The SMILE model (Simulation Model for Individual Lifecycle Evaluation) is a Danish dynamic, data-driven microsimulation model. The current version forecasts demography, household structure, education level, socioeconomic characteristics, housing demand, income, taxation, public benefits and labour market pensions.

The SMILE model is dynamic in the sense that an initial population (the entire Danish population of approximately 5.7 million persons) is forecasted into the future. The SMILE model is a data-driven model, based on rich Danish register data. The data cover the entire Danish population on annual basis in the period between 1986 and 2013. On each individual our dataset contains information about the person him-/herself (gender, age, educational background, labor market participation, income etc.), the person’s family situation (single/couple, number of children living at home etc.) and information about the dwelling that the person’s household occupies (location, owner/rental status, dwelling type and size etc.). We derive data from seven different sources made available through Statistics Denmark. The main data sources are the Danish Civil Registration System (CPR-registret), the Housing Register (Bygnings- og Boligregistret, BBR), the education register (Uddannelsesregistret) and the labor force statistics (Registerbaseret Arbejdsstyrkestatistik, RAS).

Demographic events such as death, birth, immigration, emigration etc. are modelled. Projections of death probabilities are based on the Lee-Carter econometric method (Lee & Carter, 1992). The model has been developed to include two regional models: in one the country is subdivided in 98 regions, while the other uses the more crude subdivision of 11 regions. The family structure is modelled by subdividing events of leaving home-events for adult children, couple-establishment and –splitting; to implement the couple establishment we deploy our matching algorithm called SBAM (Stephensen & Markeprand, 2013). To obtain a realistic family structure the model includes parity, in which the fertility coefficients includes a component that accounts for the previously births in the household.

The moving probability is determined by background characteristics of the household and by characteristics of the household's current dwelling.
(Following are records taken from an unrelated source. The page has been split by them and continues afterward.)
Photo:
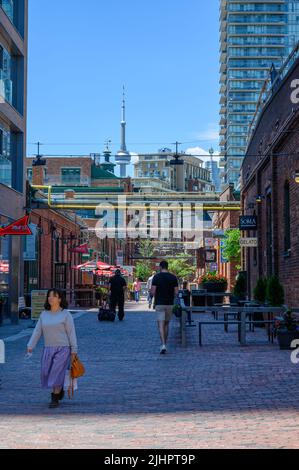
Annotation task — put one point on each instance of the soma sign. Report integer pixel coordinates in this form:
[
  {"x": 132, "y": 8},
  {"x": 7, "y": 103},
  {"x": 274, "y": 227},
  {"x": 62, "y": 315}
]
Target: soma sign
[{"x": 248, "y": 222}]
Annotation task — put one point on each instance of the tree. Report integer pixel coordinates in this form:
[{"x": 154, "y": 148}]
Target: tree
[
  {"x": 180, "y": 267},
  {"x": 274, "y": 292},
  {"x": 231, "y": 247},
  {"x": 143, "y": 271},
  {"x": 147, "y": 248}
]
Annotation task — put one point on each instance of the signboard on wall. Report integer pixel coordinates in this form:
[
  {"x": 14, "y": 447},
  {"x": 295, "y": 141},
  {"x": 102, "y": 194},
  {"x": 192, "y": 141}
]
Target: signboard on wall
[
  {"x": 38, "y": 299},
  {"x": 248, "y": 242},
  {"x": 248, "y": 222},
  {"x": 211, "y": 256}
]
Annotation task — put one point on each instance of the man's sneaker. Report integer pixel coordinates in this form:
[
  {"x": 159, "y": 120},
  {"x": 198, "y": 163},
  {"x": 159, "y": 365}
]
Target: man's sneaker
[{"x": 54, "y": 400}]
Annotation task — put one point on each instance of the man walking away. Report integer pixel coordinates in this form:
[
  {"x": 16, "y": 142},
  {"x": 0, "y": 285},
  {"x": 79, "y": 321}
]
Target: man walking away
[
  {"x": 164, "y": 289},
  {"x": 117, "y": 287},
  {"x": 149, "y": 288}
]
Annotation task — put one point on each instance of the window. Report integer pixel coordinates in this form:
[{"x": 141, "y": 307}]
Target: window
[
  {"x": 8, "y": 7},
  {"x": 287, "y": 217},
  {"x": 70, "y": 175}
]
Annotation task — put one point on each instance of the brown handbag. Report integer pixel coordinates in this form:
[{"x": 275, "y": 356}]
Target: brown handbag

The modelling of education decisions is based on a regionally subdivided transition probabilities calculated from Danish register data and it thus forecasts education levels by employing historical educational behaviour. The model establishes each person’s on-going education, duration of the current education spell and the highest attained education.

The modelling of income and labour market dynamics is subdivided into a labour supply model and an earned income model. The labour supply model firstly divide individual labour-supply event into gross labour force, retirement and study status. The gross labour force subdivides the status further into employment, unemployed, cash-benefit and no-income states, determined by a competitive risk model to model the annual in- and outflow that characterise the labour market dynamics. The model includes persistency of employment that should take into account the disparity in the distribution of attachment to the labour market in the population. The employment state is further subdivided into self-employment, assisting spouses and employed. Students also determine their employment status: a model based on annual transition probabilities. The retirement event consists of an early retirement scheme, a disability pension scheme and the age-retirement pension scheme.

Employed and students employed also determine their supply of weekly working hours, and for students a separate model determines the annual weeks of employment. Further a model for the wage rate is determined by a heterogenic dynamic model.

The income of self-employed and assisting spouses is determined by a dynamic model which has a heterogenic persistent term and duration of the employment spell.

Based on the earned income and the individual/family characteristics we can determine the rights of social- or income-replacing transfers and the tax obligations, and the contributions to the labor market pension schemes. The labor market pension schemes are personal and are basically life annuities.